POETA NO GALOPE DO TEMPO, de CYRO DE MATTOS


Nascido no Rio de Janeiro, Reynaldo Valinho Alvarez (1931-2021) é autor de diversos gêneros, entre o romance, a crônica, o ensaio, a literatura infantojuvenil e o poema. Legítimo escritor nas diversas manifestações literárias, destaca-se com qualidades inconfundíveis de um discurso coeso e fecundo no último gênero. A crítica especializada vê neste poeta um dos nomes importantes que surgiu na linhagem melhor da poética brasileira, desde que fez sua estreia com Cidade em Grito (1973). O livro rendeu-lhe o Prêmio Olavo Bilac da Secretaria de Cultura da Guanabara.

Nessa geração de poetas que esplendem suas criações com a marca da transcendência, por meio do uso da mítica na palavra, Reynaldo Valinho Alvarez tem lugar garantido. Junta-se a vozes importantes da poética brasileira, como a de um Ledo Ivo, Cassiano Ricardo, Carlos Nejar, Francisco Carvalho, Marcus Accioly, Fernando Mendes Viana, Stella Leonardos, João Carlos Teixeira Gomes, Myriam Fraga e Telmo Padilha.

Com Cidade em Grito, pequeno grande livro, temos a estreia de um poeta que se expressa com recursos modernos, dono do ofício, argumentos lúcidos quando canta a metrópole do Rio de Janeiro, que está a girar sempre, de difícil apreensão no gesto solitário do viver.
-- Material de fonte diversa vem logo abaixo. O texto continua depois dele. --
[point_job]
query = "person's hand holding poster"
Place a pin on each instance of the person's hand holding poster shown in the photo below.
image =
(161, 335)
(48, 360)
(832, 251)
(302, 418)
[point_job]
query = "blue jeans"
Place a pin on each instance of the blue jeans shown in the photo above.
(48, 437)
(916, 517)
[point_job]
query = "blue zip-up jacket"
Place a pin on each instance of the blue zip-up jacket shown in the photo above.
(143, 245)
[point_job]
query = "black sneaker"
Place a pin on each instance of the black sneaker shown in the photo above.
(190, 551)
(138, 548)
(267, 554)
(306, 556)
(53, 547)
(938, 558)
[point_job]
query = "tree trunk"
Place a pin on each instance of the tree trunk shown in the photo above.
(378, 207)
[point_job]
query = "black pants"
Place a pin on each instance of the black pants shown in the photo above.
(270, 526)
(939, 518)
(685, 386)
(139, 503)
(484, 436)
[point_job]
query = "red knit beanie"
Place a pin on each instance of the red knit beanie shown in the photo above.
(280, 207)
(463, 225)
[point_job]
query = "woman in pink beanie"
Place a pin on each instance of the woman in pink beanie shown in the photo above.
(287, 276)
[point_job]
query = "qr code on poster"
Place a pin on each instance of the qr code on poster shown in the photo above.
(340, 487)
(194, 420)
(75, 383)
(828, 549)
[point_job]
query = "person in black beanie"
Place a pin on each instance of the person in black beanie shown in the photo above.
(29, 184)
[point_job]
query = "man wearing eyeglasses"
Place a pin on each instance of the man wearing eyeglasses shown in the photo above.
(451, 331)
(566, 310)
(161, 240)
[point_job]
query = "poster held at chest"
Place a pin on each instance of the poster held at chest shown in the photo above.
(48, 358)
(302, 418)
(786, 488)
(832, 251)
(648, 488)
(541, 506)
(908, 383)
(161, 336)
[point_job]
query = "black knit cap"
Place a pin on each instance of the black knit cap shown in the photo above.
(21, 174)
Apresenta-se para isso não apenas como um só cantor, mas constituído de vários, pois a jornada é complexa, exige padrões criativos de ricos significados.

Na jornada pontuada de gritos lancinantes é capaz de responder ao desafio de cantar a cidade grande com versos pungentes, que fluem em várias direções: asfalto, rua, travessa, beco, céu sombrio onde edifícios tentam escalar os altos com uma gente estranha. Ante “sentimento brutal nunca domado”, canta a colmeia gigantesca com seus milhões nas ruas, dos juntos ou dos sós. O poeta procede com gestos firmes nesse canto multifacetado, formado na dialética da paixão, tormento e sobressalto. No poema curto ou grande retira visões lancinantes da enorme forja urbana, que na semana se movimenta com o tempo da vida, avança no jogo do partir, colide no que nunca chega. Embora aconteça com a calma no jardim, o vazio da praia, é enganosa assim na paisagem com o seu grito abafado. Vestida com a pele do tédio sempre flui com as sombras que cercam os escritórios fechados.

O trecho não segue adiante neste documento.